Heineken’s cost cutting boosts performance

Heineken International, the world’s third largest brewer, which owns the Heineken, Amstel and Strongbow brands, reported a 19.7% rise in profit to €1.4bn (£1.2bn).

Organic revenue for the year fell 2.2% to €16.1bn (£13.5bn) and total volume sales declined 1.7% over the year as consumers in European markets pulled back their spending.

The brewer credits its performance to its “relentless focus on cost reduction, global synergies and cash flow generation” and claims its ongoing cost-cutting program saved €280m (£236m) in 2010.

Premium brand Heineken outperformed the brewer’s broader portfolio and the wider beer market with volume growth of 3.4%.

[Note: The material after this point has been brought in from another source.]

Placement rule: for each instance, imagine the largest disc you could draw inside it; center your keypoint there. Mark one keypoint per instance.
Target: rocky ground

In the coming year, the brewer plans to drive volume and market share growth in the challenging European and US markets through increased investment in high margin brands such as Dos Equis, Desperados and Strongbow.

It will also invest more in its Heineken brand and other “key brands” in its portfolio.

Jean François van Boxmeer, chairman of the Heineken executive board and CEO, says: “Heineken delivered a robust performance, generating double-digit organic net profit growth for the fifth consecutive year. We achieved this against a backdrop of an improving yet still challenging economic environment.

“I am confident that all these initiatives will provide an excellent platform for revenue and profit growth in the years ahead.”